Assistant Professor, University at Buffalo School of Architecture and Planning
Nicholas Rajkovich is an Assistant Professor in the Department of Architecture at the University at Buffalo (UB). At UB, he teaches design studios, building technology courses, and graduate-level seminars. His research investigates the intersection of energy efficient buildings, renewable energy, and climate change resilience.
Prior to joining UB, he worked for a number of organizations including Pacific Gas and Electric Company, Cornell University, and Einhorn Yaffee Prescott Architecture and Engineering. He has a PhD in Urban and Regional Planning from the University of Michigan, a Master of Architecture from the University of Oregon, and a Bachelor of Architecture from Cornell University.

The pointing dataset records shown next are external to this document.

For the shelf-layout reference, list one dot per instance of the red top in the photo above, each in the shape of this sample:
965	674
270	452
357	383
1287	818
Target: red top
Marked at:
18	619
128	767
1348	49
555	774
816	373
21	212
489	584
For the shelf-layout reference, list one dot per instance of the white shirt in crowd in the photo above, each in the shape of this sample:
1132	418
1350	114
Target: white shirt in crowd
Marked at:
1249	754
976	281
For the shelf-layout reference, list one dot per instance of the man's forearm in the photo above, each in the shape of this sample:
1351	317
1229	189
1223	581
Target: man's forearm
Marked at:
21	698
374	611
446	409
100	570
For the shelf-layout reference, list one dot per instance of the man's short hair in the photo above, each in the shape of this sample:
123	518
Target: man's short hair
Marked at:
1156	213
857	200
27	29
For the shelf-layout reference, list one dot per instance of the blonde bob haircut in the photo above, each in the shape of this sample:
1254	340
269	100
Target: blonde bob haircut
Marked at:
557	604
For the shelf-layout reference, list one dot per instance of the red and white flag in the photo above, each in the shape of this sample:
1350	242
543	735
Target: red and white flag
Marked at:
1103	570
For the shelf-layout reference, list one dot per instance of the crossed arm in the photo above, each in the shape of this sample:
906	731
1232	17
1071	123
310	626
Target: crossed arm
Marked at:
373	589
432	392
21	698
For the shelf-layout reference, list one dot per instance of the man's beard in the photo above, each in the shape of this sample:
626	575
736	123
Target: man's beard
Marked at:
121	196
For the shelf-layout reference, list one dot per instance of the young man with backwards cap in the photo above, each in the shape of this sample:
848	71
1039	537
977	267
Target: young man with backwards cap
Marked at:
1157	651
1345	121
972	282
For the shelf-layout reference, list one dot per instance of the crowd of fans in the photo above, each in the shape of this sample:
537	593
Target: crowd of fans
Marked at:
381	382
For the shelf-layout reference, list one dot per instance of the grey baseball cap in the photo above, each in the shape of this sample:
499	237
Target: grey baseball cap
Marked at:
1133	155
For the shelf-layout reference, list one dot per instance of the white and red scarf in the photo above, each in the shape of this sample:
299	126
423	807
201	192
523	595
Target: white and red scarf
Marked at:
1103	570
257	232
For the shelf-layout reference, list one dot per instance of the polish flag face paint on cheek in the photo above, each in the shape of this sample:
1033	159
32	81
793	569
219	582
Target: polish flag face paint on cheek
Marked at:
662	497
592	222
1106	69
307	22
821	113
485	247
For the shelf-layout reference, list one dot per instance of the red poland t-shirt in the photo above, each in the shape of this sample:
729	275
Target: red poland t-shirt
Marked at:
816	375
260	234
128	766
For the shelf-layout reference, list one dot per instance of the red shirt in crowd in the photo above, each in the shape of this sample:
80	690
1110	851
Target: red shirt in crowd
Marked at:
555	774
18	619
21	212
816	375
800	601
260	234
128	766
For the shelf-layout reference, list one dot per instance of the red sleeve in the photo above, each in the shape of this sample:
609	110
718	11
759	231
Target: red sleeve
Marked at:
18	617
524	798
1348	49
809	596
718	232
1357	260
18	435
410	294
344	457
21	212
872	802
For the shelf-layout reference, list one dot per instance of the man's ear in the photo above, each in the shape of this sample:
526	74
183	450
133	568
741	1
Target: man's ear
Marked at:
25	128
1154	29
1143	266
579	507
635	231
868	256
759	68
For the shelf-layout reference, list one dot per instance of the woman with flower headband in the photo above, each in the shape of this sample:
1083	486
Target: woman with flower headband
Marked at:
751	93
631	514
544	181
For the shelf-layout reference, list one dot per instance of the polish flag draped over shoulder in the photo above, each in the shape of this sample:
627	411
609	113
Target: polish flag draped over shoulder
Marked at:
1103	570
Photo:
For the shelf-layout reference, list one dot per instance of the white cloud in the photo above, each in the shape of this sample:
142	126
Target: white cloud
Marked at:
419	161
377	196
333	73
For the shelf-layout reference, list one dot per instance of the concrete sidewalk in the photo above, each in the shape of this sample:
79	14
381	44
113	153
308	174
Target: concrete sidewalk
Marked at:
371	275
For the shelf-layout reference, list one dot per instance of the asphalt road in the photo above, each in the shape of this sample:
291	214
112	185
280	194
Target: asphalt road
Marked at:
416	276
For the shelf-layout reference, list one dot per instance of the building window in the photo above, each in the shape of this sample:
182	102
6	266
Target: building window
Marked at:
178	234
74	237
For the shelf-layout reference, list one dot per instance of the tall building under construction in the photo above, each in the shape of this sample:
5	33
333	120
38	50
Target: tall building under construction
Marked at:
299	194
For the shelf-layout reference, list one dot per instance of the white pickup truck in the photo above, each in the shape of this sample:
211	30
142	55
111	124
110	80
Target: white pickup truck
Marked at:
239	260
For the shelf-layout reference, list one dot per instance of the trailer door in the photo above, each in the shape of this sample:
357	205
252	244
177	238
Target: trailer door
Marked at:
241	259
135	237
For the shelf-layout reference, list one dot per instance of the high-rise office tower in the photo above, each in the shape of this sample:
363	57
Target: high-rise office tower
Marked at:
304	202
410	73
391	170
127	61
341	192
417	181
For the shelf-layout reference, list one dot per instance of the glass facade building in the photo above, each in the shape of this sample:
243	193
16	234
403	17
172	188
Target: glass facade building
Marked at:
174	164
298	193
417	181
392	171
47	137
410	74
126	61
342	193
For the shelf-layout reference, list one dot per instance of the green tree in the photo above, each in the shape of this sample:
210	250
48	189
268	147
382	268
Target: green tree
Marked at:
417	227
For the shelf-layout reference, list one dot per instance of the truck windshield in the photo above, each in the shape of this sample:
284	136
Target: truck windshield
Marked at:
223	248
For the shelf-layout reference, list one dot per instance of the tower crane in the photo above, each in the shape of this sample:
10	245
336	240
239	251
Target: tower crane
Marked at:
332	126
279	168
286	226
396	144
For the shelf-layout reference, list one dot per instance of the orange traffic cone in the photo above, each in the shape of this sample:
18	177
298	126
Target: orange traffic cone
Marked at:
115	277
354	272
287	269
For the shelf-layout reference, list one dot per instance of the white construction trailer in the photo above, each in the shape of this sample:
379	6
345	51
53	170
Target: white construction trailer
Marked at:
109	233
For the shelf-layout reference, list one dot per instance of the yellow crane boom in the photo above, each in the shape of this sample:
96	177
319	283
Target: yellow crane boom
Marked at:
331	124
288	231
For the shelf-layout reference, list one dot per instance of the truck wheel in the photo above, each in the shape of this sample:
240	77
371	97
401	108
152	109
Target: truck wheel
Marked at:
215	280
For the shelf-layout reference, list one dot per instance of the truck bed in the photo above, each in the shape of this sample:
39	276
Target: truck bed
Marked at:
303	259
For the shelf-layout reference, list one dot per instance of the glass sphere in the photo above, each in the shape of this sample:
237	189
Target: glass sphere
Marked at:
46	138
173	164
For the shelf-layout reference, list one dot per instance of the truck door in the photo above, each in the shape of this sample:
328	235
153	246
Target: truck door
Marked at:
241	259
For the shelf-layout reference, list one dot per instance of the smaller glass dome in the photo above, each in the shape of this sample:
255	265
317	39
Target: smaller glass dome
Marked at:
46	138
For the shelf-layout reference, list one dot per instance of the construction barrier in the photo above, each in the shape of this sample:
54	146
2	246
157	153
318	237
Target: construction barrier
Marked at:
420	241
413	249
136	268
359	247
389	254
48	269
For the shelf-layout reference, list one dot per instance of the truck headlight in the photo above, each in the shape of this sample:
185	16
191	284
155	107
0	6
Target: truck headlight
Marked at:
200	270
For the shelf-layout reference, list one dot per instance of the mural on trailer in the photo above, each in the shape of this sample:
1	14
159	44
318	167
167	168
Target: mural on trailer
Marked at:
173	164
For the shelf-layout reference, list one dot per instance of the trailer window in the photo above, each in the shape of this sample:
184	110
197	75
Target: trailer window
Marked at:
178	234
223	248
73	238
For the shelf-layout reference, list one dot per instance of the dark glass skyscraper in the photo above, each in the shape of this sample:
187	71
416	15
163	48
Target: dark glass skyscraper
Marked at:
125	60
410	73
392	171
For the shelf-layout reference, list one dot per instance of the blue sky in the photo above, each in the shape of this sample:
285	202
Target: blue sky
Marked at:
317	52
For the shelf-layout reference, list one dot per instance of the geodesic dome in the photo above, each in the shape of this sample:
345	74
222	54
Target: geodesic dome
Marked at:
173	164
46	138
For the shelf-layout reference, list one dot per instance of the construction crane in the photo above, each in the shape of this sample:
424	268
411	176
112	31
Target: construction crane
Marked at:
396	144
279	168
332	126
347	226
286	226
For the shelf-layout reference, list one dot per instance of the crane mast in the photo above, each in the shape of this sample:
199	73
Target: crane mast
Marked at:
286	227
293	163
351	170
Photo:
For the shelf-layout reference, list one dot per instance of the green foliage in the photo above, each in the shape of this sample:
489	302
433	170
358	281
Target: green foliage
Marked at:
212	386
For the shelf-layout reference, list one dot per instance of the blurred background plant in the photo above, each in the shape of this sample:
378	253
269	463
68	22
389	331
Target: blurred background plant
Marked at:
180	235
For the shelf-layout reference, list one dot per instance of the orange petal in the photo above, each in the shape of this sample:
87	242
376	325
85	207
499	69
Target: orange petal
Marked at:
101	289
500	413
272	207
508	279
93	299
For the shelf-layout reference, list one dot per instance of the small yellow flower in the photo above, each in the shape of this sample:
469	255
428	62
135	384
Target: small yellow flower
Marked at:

How One Man on a 75-Pound Bicycle Took a City's Temperature
BY NICHOLAS RAJKOVICH
@ VOL 16
ON APR 14, 2016
"How do we start thinking about heat waves and why are heat waves so important?"
In How One Man on a 75-Pound Bicycle Took a City's Temperature from PechaKucha Buffalo Vol. 16, architect and University at Buffalo Professor, Nicholas B. Rajkovich describes the design of a bicycle-based weather station used to find the “hot spots” of Cuyahoga County, Ohio. Every year in the United States, more people die from heat waves than any other type of natural disaster. Extreme heat events are expected to increase in the future due to climate change. Collecting a fine scale of microclimatic data can help to determine how physical characteristics contribute to human exposure to ground and air temperatures. These data also suggest how urban design strategies can reduce the impacts of the urban heat island effect. However, microclimate measurement poses substantial challenges. Rajkovich’s work investigates the intersection of energy efficient buildings, renewable energy, and climate change resilience.
This was "PechaKucha of the Day" on Tuesday, June 14th, 2016.